You can now design objects just by typing what you want. AI turns your words into 3D shapes, and robots build them from reusable parts.

Designing objects with traditional CAD software is slow and difficult. Many tools are too detailed for quick ideas or prototypes, and most generative AI models can create 3D shapes from text but fail to produce uniform, component-level geometry needed for robotic assembly. Breaking these shapes into parts is challenging because it requires understanding both the geometry and function of the object.
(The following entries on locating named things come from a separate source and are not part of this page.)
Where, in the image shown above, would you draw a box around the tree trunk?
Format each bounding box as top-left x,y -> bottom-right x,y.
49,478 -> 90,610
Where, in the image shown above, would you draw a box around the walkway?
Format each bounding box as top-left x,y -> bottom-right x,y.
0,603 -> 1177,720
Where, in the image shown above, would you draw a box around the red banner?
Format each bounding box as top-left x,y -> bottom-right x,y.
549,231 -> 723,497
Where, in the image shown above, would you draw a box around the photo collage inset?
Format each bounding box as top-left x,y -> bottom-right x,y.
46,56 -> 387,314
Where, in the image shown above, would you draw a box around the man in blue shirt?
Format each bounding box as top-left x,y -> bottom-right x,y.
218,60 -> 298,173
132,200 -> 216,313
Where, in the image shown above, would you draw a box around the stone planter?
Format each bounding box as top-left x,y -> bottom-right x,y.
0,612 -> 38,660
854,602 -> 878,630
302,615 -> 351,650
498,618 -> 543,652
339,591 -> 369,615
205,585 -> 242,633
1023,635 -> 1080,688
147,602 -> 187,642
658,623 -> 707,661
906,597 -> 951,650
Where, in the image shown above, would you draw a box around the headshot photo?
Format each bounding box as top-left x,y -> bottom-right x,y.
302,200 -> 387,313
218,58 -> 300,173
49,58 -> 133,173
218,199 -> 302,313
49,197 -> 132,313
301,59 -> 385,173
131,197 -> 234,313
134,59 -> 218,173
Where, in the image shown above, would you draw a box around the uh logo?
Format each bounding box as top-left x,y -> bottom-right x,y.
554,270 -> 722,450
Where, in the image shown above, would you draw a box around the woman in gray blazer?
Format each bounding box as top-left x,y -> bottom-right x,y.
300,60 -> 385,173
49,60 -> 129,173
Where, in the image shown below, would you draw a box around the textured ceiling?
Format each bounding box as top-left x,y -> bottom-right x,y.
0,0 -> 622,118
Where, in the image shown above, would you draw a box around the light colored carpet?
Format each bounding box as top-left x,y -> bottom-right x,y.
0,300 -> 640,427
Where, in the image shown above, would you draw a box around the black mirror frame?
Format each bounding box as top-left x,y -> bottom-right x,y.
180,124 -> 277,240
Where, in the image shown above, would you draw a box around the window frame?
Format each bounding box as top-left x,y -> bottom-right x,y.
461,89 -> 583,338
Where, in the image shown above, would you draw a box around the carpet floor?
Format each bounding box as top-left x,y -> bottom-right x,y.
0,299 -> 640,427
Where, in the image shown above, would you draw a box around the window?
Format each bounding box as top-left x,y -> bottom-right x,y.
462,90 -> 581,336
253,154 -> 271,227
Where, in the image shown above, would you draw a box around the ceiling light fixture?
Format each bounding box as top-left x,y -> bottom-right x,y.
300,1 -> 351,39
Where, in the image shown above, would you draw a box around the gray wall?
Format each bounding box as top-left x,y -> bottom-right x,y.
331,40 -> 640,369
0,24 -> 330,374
To solve this, researchers at MIT and other institutions developed an AI-driven system that lets people design and build objects just by describing them in words. A first AI model converts a text prompt into a 3D shape, and a second AI model, a vision-language model (VLM) trained on images and text, decides how parts should fit together based on geometry and function. Users can provide text prompts along with AI-generated images to guide the design. The VLM determines which panels should be added to structural components, labels each surface, and finalizes the 3D mesh.
Users can refine designs by updating prompts, enabling human-AI co-design. Once the mesh is complete, a robotic assembly system constructs the object from prefabricated parts, which can be disassembled and reused in new configurations, reducing waste.
The team tested the system by making furniture like chairs and shelves. Compared with simpler methods that place panels randomly or only on horizontal surfaces, over 90% of participants preferred the AI-generated designs. The VLM can also explain its reasoning, showing it understands functional aspects of objects, such as placing panels on a chair’s seat and backrest.
The system addresses three main problems. It speeds up design, makes CAD more accessible to non-experts, and promotes sustainable building with reusable parts. Future plans include handling more complex prompts, incorporating multiple materials, and adding mechanical parts like gears or hinges. The technology could accelerate prototyping in aerospace or architecture and eventually let people create furniture or other objects at home without shipping large products from factories.